We also need to see more real-world data showing how AI scribes perform in patients with different accents and first languages, and in different clinical settings such as the noisy emergency department.
So, Can We Overcome these Challenges?
To overcome these challenges, a multi-faceted approach is needed.
Firstly, transparency is critical for gaining trust from patients and clinicians. We need to see published data on error rates, preferably from real-world settings, to understand the contexts in which AI scribes are prone to make mistakes. Clinicians and commissioners must scrutinize this data, given that hold-harmless clauses in contracts push liability away from the supplier.
Secondly, if widespread adoption is truly taking place, it should be mandatory for clinicians to be trained in using AI scribes, in which training module content must be informed by real-world data. In my opinion, a hybrid workflow, where clinicians continue to make some shorthand notes, should be encouraged. These notes would focus on critical symptoms, such as ‘red flag’ indicators, and numerical data. This not only serves as a safeguard against transcription errors but also provides a backup should the AI malfunction or lose the documentation.
Thirdly, a ‘clinician in the loop’ model for training the AI could improve accuracy and reliability, as well as bolstering clinicians’ and patients’ confidence. One example is the proprietary CREOLA platform, which is used to train the TORTUS AI scribe.
Furthermore, an established route for clinicians to provide real-world feedback on errors to vendors would support continuous refinement.

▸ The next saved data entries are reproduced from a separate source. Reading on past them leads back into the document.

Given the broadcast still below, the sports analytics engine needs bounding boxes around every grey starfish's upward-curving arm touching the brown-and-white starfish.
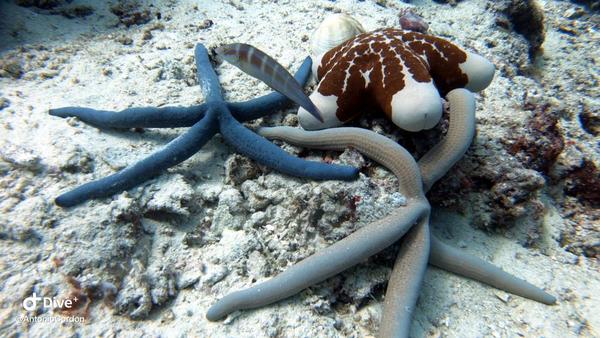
[418,88,475,191]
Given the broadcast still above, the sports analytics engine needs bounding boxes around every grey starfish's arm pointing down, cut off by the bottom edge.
[378,217,430,338]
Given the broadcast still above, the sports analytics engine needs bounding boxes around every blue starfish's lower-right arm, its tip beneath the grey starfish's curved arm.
[219,109,358,180]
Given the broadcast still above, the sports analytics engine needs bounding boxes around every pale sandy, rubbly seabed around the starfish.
[0,0,600,337]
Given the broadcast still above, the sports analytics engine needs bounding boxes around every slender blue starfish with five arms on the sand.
[50,44,358,207]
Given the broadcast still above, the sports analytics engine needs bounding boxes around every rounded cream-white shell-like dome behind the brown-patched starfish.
[310,14,365,56]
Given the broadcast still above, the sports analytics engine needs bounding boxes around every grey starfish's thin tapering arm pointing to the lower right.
[429,236,556,305]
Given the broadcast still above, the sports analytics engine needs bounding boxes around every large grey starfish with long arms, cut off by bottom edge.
[206,89,556,337]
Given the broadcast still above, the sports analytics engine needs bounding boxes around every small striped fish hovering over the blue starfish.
[216,43,323,122]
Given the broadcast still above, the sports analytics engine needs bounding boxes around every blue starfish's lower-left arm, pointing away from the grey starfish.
[55,110,218,207]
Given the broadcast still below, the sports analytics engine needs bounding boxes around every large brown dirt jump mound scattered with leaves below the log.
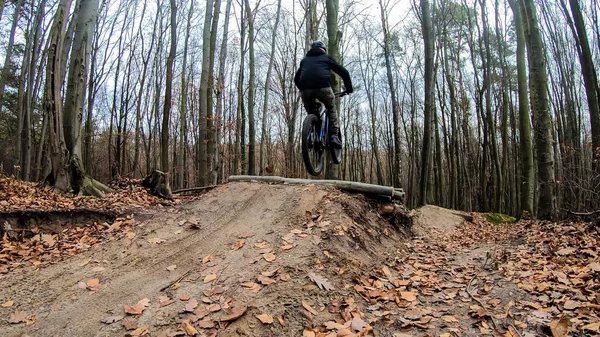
[0,183,454,337]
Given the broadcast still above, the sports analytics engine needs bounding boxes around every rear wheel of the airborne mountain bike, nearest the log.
[302,114,325,176]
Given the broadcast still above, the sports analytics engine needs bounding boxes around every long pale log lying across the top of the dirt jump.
[229,176,404,201]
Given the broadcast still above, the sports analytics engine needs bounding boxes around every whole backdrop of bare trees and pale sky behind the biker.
[0,0,600,218]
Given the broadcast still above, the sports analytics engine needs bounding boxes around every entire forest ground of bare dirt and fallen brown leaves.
[0,178,600,337]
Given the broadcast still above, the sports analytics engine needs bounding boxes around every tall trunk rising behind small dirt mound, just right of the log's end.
[420,0,435,205]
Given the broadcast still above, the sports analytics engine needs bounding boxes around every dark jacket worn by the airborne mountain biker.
[294,48,353,93]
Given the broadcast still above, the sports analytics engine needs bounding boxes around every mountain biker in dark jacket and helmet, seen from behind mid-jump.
[294,41,353,149]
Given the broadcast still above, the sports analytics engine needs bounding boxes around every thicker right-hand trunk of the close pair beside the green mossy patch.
[521,0,556,219]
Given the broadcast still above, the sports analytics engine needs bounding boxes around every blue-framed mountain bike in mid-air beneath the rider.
[302,91,348,176]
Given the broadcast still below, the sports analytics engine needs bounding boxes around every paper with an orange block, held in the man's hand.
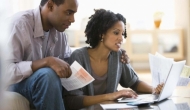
[60,61,94,91]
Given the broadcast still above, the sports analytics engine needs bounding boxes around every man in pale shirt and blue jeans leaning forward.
[7,0,128,110]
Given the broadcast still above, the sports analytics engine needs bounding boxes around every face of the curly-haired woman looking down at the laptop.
[102,21,125,51]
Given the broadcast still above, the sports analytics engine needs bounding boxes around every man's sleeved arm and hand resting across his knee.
[5,19,71,84]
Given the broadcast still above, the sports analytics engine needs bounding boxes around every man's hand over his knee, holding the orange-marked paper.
[48,57,72,78]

Finally, independent auditing and benchmarking of AI scribe performance would maintain accountability and trust in the technology.
To Conclude
AI scribes hold great promise, however, if concerns surrounding accuracy and reliability remain unresolved, I worry AI scribes could become mired in controversy, ultimately hindering their successful adoption. To address these concerns, transparent real-world performance data is vital, especially in healthcare where the stakes are exceptionally high.